Longitudinal ultrastructure study of islet amyloid in the HIP rat model of type 2 diabetes mellitus.

作者信息

Hayden Melvin R, Karuparthi Poorna R, Manrique Camila Margarita, Lastra Guido, Habibi Javad, Sowers James R

机构信息

Department of Internal Medicine, University of Missouri School of Medicine, Columbia, MO 65212, USA.

出版信息

Exp Biol Med (Maywood). 2007 Jun;232(6):772-9.

PMID:17526769
Abstract

In 2004, the human islet amyloid polypeptide (HIP) rat model was created by transfecting the Sprague-Dawley rat with the human islet amyloid polypeptide (hIAPP)-amylin gene. The objective of this study is to utilize the transmission electron microscope to study the longitudinal cellular and extracellular morphological changes within the islets of this model at 4, 8, and 14 months of age. It has been previously demonstrated that the 2-, 5-, and 10-month HIP models have no diabetes, impaired fasting glucose, and diabetes, respectively. The 4-month HIP model (FBS 123 mg/dl) demonstrated an abundance of beta-cells and insulin secretory granules with significant pericapillary and inter-beta-cell islet amyloid deposition. The 8-month model (FBS 187 mg/dl) demonstrated extensive islet amyloid deposition and marked changes of beta-cell apoptosis. The 14-month-old model (FBS 244 mg/dl) demonstrated islet and beta-cell atrophy with even greater amounts of extracellular islet amyloid compared to the 4-month-old and 8-month-old models. Functional beta cells were sparse and were associated with intra islet adipose deposition. These findings of ultrastructure cellular and extracellular morphological longitudinal remodeling changes in this novel animal model of type 2 diabetes may provide investigators with a better understanding regarding the role of islet amyloid in human islet.

摘要

2004年,通过将人胰岛淀粉样多肽(hIAPP)-胰淀素基因转染到斯普拉格-道利大鼠体内,创建了人胰岛淀粉样多肽(HIP)大鼠模型。本研究的目的是利用透射电子显微镜研究该模型在4个月、8个月和14个月龄时胰岛内细胞和细胞外形态的纵向变化。
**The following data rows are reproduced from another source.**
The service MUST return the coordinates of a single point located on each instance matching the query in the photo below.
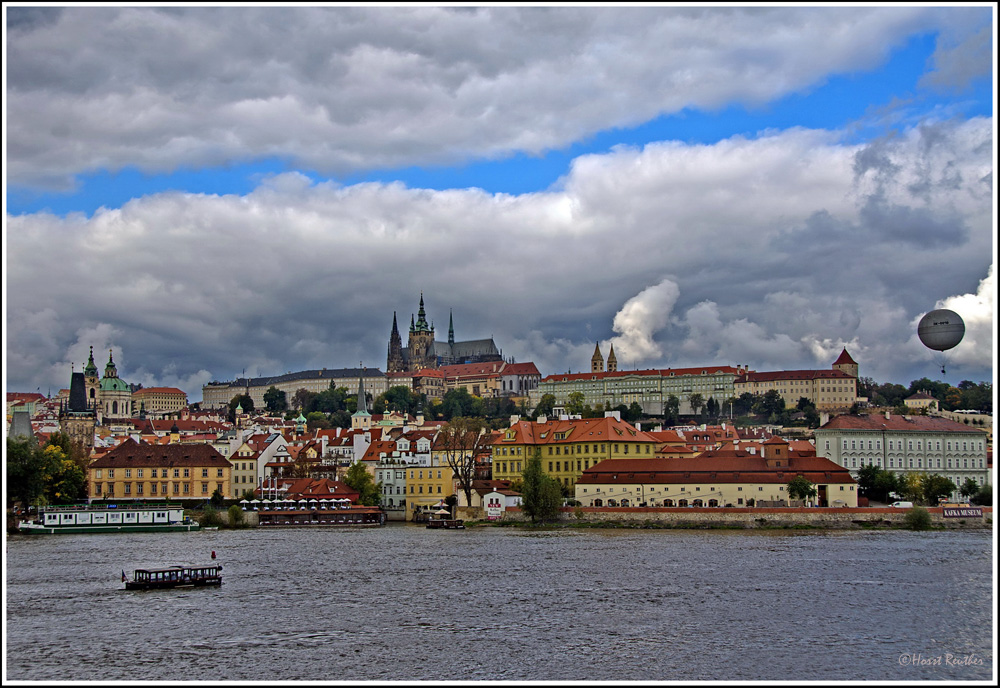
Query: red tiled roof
(158, 390)
(26, 397)
(899, 423)
(526, 368)
(664, 372)
(130, 453)
(472, 369)
(608, 429)
(320, 488)
(736, 467)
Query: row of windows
(420, 489)
(420, 474)
(155, 473)
(900, 462)
(898, 444)
(154, 488)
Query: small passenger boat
(174, 577)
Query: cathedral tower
(612, 360)
(394, 362)
(421, 344)
(597, 360)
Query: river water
(405, 603)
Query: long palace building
(832, 389)
(219, 394)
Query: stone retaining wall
(788, 517)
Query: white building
(906, 444)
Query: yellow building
(426, 486)
(568, 447)
(167, 471)
(717, 479)
(159, 400)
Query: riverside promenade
(747, 517)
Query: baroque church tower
(597, 360)
(394, 362)
(421, 344)
(91, 382)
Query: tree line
(50, 473)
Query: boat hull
(132, 585)
(34, 529)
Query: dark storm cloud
(767, 252)
(340, 89)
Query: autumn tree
(460, 443)
(545, 405)
(240, 400)
(275, 400)
(541, 494)
(800, 487)
(359, 479)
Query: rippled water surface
(406, 603)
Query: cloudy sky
(208, 190)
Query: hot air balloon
(941, 330)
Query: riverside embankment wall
(744, 517)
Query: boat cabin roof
(170, 569)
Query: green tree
(910, 486)
(66, 482)
(876, 483)
(886, 484)
(317, 420)
(302, 398)
(545, 405)
(217, 499)
(917, 518)
(800, 487)
(461, 442)
(27, 471)
(671, 410)
(984, 497)
(696, 401)
(969, 488)
(937, 486)
(574, 403)
(274, 400)
(400, 398)
(772, 403)
(235, 516)
(243, 400)
(458, 402)
(358, 478)
(634, 413)
(541, 494)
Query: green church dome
(114, 384)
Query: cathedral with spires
(422, 351)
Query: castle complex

此前已证明,2个月、5个月和10个月的HIP模型分别没有糖尿病、空腹血糖受损和糖尿病。4个月的HIP模型(空腹血糖123mg/dl)显示β细胞和胰岛素分泌颗粒丰富,毛细血管周围和β细胞间有大量胰岛淀粉样沉积。8个月的模型(空腹血糖187mg/dl)显示广泛的胰岛淀粉样沉积和β细胞凋亡的明显变化。14个月大的模型(空腹血糖244mg/dl)显示胰岛和β细胞萎缩,与4个月和8个月大的模型相比,细胞外胰岛淀粉样物质含量更高。功能性β细胞稀少,且与胰岛内脂肪沉积有关。在这个新的2型糖尿病动物模型中,超微结构细胞和细胞外形态纵向重塑变化的这些发现,可能会让研究人员更好地了解胰岛淀粉样蛋白在人类胰岛中的作用。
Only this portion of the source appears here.